Kementerian Dalam Negeri menyatakan gaji aparatur sipil negara yang terlibat korupsi dan terlanjur dibayarkan, wajib ditarik kembali.

Inspektur Khusus Kemendagri Sri Wahyuningsih mengatakan pihaknya mengacu pada PP 53/2010 tentang disiplin pegawai.

"Kalau mengacu regulasi PP 53 2010 itu tentang disiplin pegawai, gaji yang sudah terlanjur dibayarkan bisa ditarik kembali," katanya di Pekanbaru Jumat (14/9/2018).

Sri mengatakan soal gaji ASN korupsi yang tetap dibayarkan saat ini sedang menjadi isu hangat, karena KPK baru-baru ini merilis jumlah ASN terlibat korupsi dan tetap menerima gaji.
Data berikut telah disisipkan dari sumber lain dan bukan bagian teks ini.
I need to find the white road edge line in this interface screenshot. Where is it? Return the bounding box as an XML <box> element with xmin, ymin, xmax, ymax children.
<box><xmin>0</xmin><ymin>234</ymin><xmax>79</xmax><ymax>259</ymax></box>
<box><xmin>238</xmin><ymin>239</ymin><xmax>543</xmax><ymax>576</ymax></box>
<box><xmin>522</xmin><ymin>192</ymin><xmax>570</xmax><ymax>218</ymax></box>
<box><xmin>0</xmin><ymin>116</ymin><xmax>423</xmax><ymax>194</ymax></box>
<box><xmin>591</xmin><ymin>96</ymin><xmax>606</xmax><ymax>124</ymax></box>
Salah satu daerah terbanyak adalah Provinsi Riau.

Padahal dalam data KPK, sejumlah kasus korupsi yang melibatkan ASN itu sudah berkekuatan hukum tetap atau inkrah, tetapi gaji terus dibayarkan pemda.

Karena itu pihaknya akan membahas ulang masalah ini dengan pemprov, agar uang gaji yang sudah terlanjur dibayarkan, dapat ditarik kembali ke kas negara.

"Nanti akan dibahas lagi, karena sesuai ketentuan gajinya harus ditarik kembali, karena itu sekarang ada surat keputusan bersama," katanya.

Adapun pemerintah yaitu Kemendagri, Kemenpan RB, dan Badan Kepegawaian Nasional telah menyepakati surat keputusan bersama, untuk menyelesaikan masalah gaji ASN korupsi paling lambat Desember mendatang.